Wow, this week has been hard. I guess I will just get right to it: our sweet dog, Kaya, might be dying. We noticed right before my gallbladder surgery that she wasn't eating and that she would just down her water. She was also vomiting a couple times a day. We kept thinking it was just a bug or that she ate something weird and that it would pass. Then she started eating some food but only for a day or two and then she began the water-only vomiting cycle all over again. On Monday I took her to the vet and they did some blood work on her. It came back abnormal; her white blood cell count is high as well as her calcium levels. The vet seemed really baffled by the results so he sent her blood work to a lab just to be certain there wasn't a mistake. The next day he informed me that the blood work came back the same and added this bit of terrible news: she might have some type of cancer OR she is dying from some kind of rat poisoning. They are unsure which it is. Either way, they kept reiterating that it doesn't look good for her. So right now what they want to do is get her calcium levels down as fast as they can through daily injections of medication for three weeks (I guess having high calcium levels will slowly shut down the muscles of the body - including the heart). Also, we have her on some kind of medication to keep her kidney's clean in the event that she did eat some poison and if it makes it to her kidneys she will basically pass away fairly quickly. The vet did say there is a chance (hooray for chances!) that she only got a small amount of poison and that she could just be sick for a while and rebound - but that it would take several weeks. And that is only IF she did in fact eat poison and it is 100% for sure not cancer. Anyway, we will go back in a week or two (or if she starts getting worse) to have her blood work done again. Let me also throw in there that I got this news in the midst of only having about an hour of sleep the night before because Toby had the stomach flu. So basically yesterday was a very bad day.
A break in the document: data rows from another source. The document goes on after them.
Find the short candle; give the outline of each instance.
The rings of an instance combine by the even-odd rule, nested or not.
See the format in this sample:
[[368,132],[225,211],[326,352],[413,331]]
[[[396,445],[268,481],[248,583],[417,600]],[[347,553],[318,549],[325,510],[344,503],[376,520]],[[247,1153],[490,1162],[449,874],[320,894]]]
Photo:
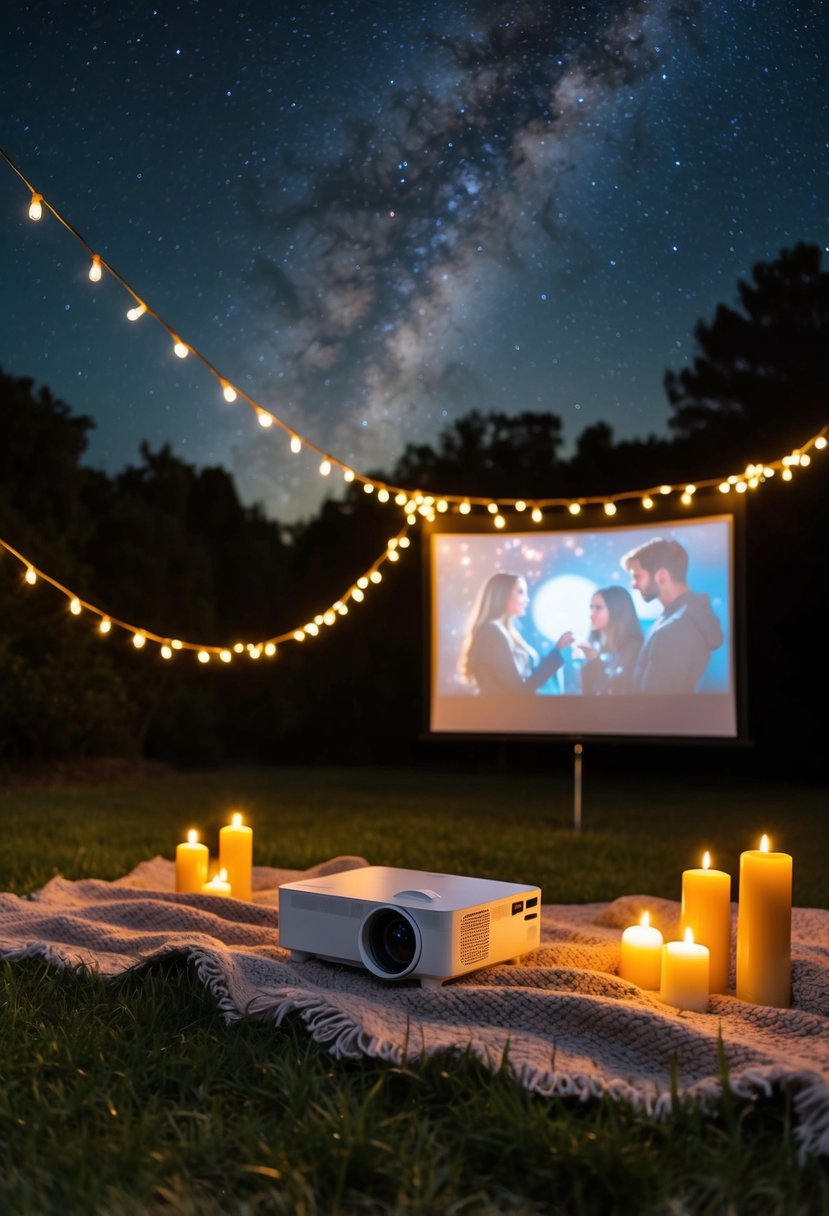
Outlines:
[[662,934],[650,923],[647,912],[638,925],[622,934],[619,975],[639,988],[657,989],[662,977]]
[[778,1009],[792,1000],[792,859],[768,836],[740,854],[737,996]]
[[681,942],[662,948],[662,983],[659,996],[666,1005],[705,1013],[708,1009],[709,951],[694,941],[690,929]]
[[199,844],[198,839],[198,832],[191,828],[187,840],[176,845],[176,891],[183,894],[201,891],[207,881],[210,853],[207,845]]
[[236,811],[219,829],[219,865],[227,870],[234,899],[250,899],[253,881],[253,829],[242,823]]
[[202,886],[204,895],[230,895],[230,883],[227,881],[227,870],[219,870],[218,874],[214,874],[210,882],[204,883]]
[[701,870],[683,870],[679,931],[690,929],[694,941],[710,953],[712,992],[728,992],[731,958],[731,875],[712,870],[711,855],[705,853]]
It is so hard to swallow that Kaya may leave us any day or in a few weeks....but hopefully (PLEASE hopefully) not at all. She is such a wonderful dog. The perfect dog, really. Great with kids, happy but not hyper, smart, cuddly, and so, so sweet. She's been my buddy when Nick works the graveyard shift and I'm chillin' by myself in our haunted basement. Toby and Aspen adore her. I really can't imagine life without our Kaya. So yes, lots emotions going on right now. And lots of wondering of what to do. Nick and I keep saying that we just don't want her to be suffering, and that if she starts to show signs of that, we will probably have to make the tough decision of putting her down. As of right now she walks a little stiff but she IS eating a little more - which is giving us hope.
So that was our week. Right now we cling to hope. Hoping each day she shows some improvement and praying that we can keep our cute, little corgi for many, many more years.
3 comments:
Deb, I am SO sad for you. It's so hard to lose a pet, especially a particularly awesome one like Kaya. I will pray for y'all and sweet little Kaya.
Oh I'm so sorry, Debbie. She is such a good dog. I hope it's all a false alarm somehow. :(
Aw, so sad! I sure hope it turns out to be the best of the options and that she gets better.